The U.S., which is set this week to introduce a resolution proposing a global ban on prostitution to help stop trafficking of women and sexual tourism, is facing opposition from other governments and parties that favor its legalization. These groups claim that criminalizing prostitution would only drive the industry underground and leave prostitutes without legal protection or important social services.
Ebrele had a different view. She sees the movement toward legalization as “nakakalungkot…parang sinasabi nila na maging legal na ang lahat ng violence sa amin (sad…it’s like legalizing all the violence inflicted on us).”
Pascual echoed her sentiment, saying that legalizing prostitution simply amounts to governments saying to women that, “puede tayong bilhin (you are for sale).”
Meanwhile, Abigail Acuba, research and documentary coordinator of the Asia-Pacific region arm of the Coalition Against Trafficking in Women (CATW-AP), expressed the other big concern of the Philippine delegation – globalization and poverty.
Acuba expressed hope that the impact of globalization would be acknowledged during discussions on empowerment issues.
Gabriela, the Philippines’ largest national alliance of women’s organizations, declared that based on surveys taken in the country, six out of 10 Filipino families “live in a hand to mouth existence” – meaning their daily income is way below the poverty line.
In their statement paper regarding Beijing +10, Gabriela said, “In reality, this means families not eating three meals a day. Results from a survey from July to September last year indicate that about 12 million Filipinos (15 percent of the population) experienced hunger at least once within the time frame of the survey. Women, especially mothers, are the ones who usually give up their own share of meals in favor of their husband and children.”

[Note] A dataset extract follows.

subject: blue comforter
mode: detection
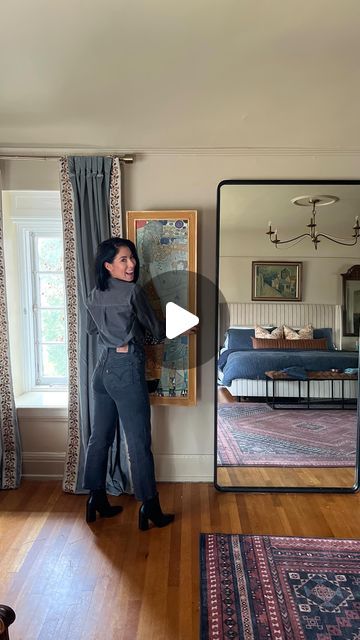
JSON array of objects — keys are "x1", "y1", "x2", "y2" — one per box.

Another contentious topic at Beijing +10 is the issue of reproductive and sexual rights.
Jean Enriquez, deputy executive director of CATW-AP, stated her reason for attending the conference, “I’m here to participate in the review of the Beijing Declaration…to reaffirm its principles and defend the most controversial parts of it, [including] reproductive and sexual rights.”
The U.S. stalled the conference last week by taking four days to argue that the new declaration affirming the Beijing Platform for Action did not create any new human rights. Ellen R. Sauerbrey, chief U.S. delegate to the UN Conference, claimed that the Bush administration had concerns that a phrase in the Beijing platform endorsing women’s access to “reproductive health services” could be interpreted to mean access to abortion.
After four days of divisive debate, in which no other participant supported its position, the U.S. withdrew its demand and joined the consensus. Observers claimed that such a move by the U.S., solely based on promoting the administration’s ideology, wasted valuable time that could have been devoted to other issues.
Another U.S.-backed resolution expected to generate controversy this week is that urging governments to promote women’s economic rights by amending inheritance laws that favor men, allowing women to own property and offering them small loans. This resolution has already drawn 10 pages of amendments from countries that object to what they view as America’s interference with their laws and customs.
Approximately 100 women participated in protest action on March 8 – International Women’s Day. The group demanded an end to war and militarism – events that disproportionately affect women and children.